С. 74. ...’проходит лик мира сего’— 1 Ин. 2, 17.
‘Я сделал все, что мог’ (пусть, кто может, сделает лучше) — Цицерон. Послания. XI, 14.
С. 75. ‘Записки’ С. М. Соловьева — вышли отдельным изданием в Петербурге в 1915 г.
‘Дневник’ Никитенка — посмертно напечатанный ‘Дневник’ (1888—1892) академика А. В. Никитенко (1804—1877) посвящен литературной и общественной жизни России.
‘Жизнь и труды М. П. Погодина’ — исследование Н. П. Барсукова (1838—1906) издавалось в 1888—1910 гг. и осталось незаконченным.
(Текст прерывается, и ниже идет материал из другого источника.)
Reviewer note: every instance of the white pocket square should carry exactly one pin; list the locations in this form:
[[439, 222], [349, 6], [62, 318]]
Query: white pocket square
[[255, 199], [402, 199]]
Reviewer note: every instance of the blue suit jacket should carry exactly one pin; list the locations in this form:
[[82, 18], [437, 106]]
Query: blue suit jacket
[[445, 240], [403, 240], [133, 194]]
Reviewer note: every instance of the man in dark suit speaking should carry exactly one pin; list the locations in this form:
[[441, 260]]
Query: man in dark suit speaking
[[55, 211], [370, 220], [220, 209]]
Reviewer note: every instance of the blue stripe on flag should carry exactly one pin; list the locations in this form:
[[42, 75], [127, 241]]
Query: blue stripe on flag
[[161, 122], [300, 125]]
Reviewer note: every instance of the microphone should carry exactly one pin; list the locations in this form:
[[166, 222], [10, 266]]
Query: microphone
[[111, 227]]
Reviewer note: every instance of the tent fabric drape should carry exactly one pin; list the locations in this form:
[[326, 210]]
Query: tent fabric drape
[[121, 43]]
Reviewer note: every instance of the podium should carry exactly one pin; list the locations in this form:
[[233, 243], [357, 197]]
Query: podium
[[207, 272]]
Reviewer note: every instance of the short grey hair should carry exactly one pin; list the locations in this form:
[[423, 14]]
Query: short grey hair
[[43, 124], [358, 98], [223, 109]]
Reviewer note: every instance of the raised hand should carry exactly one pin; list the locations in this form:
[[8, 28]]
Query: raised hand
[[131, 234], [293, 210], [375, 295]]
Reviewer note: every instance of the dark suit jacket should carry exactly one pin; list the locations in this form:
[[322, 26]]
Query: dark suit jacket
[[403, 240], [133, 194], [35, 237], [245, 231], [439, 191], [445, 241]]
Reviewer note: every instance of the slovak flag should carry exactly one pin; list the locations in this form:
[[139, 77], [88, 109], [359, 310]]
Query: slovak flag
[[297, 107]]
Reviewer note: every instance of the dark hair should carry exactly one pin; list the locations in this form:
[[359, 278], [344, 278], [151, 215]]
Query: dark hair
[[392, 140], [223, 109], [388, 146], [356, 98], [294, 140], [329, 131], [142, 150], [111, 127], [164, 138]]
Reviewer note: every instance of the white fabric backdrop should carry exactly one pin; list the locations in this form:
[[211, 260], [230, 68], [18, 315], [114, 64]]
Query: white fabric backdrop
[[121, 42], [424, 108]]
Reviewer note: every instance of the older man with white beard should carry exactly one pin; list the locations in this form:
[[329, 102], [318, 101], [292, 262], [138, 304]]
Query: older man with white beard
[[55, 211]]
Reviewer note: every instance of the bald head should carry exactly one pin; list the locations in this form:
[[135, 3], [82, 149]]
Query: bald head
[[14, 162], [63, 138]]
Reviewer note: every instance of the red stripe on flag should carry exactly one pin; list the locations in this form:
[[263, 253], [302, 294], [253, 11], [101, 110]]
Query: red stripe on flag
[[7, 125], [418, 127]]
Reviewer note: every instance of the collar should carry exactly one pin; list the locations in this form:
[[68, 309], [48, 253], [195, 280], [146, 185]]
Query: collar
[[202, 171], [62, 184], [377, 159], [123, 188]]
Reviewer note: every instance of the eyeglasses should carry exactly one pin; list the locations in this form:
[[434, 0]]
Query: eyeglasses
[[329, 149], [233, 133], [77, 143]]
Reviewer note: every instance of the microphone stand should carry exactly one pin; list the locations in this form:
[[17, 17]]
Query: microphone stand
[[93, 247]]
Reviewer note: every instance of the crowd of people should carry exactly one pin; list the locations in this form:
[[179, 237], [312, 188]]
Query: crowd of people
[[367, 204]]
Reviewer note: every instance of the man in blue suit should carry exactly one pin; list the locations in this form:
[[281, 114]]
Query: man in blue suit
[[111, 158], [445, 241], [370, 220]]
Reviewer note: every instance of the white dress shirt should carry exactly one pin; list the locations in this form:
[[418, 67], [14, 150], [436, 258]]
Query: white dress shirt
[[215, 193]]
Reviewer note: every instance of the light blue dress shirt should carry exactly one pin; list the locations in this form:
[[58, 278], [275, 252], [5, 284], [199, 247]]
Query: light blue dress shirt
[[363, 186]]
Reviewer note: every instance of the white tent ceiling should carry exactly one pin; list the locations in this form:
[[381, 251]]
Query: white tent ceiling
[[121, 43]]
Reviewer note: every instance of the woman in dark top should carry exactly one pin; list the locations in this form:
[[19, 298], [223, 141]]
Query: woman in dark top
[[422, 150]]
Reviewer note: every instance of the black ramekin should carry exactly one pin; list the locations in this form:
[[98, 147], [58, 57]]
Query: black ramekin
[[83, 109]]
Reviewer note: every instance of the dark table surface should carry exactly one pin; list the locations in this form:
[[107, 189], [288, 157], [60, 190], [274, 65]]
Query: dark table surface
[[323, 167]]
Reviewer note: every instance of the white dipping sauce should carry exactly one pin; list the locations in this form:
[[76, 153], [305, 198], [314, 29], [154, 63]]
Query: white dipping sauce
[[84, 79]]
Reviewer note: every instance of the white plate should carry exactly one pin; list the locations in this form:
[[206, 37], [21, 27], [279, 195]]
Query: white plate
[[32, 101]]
…с шиком напечатанную ‘Историю’ — Государственный Совет. 1801—1901. Спб., 1901.
С. 77. ‘Князь, слышали?..’ — А. С. Грибоедов. Горе от ума. III, 20.
С. 78. …’тащи и не пущай’ — выражение из рассказа Глеба Успенского ‘Будка’ (1868).
С. 79. …плен русского адмирала Головнина. — В 1811 г. русский мореплаватель В. М. Головнин (1776—1831) вел описание Курильских островов. Во время описи острова Кунашир он был захвачен в плен японцами, о чем рассказал в своей книге ‘Записки флота капитана Головнина о приключениях его в плену у японцев в 1811, 1812, 1813 годах’ (Спб., 1816. Ч. 1—3).
‘Нельзя учить кухаркиных, детей’ — из циркуляра 1887 г. министра народного просвещения И. Д. Делянова.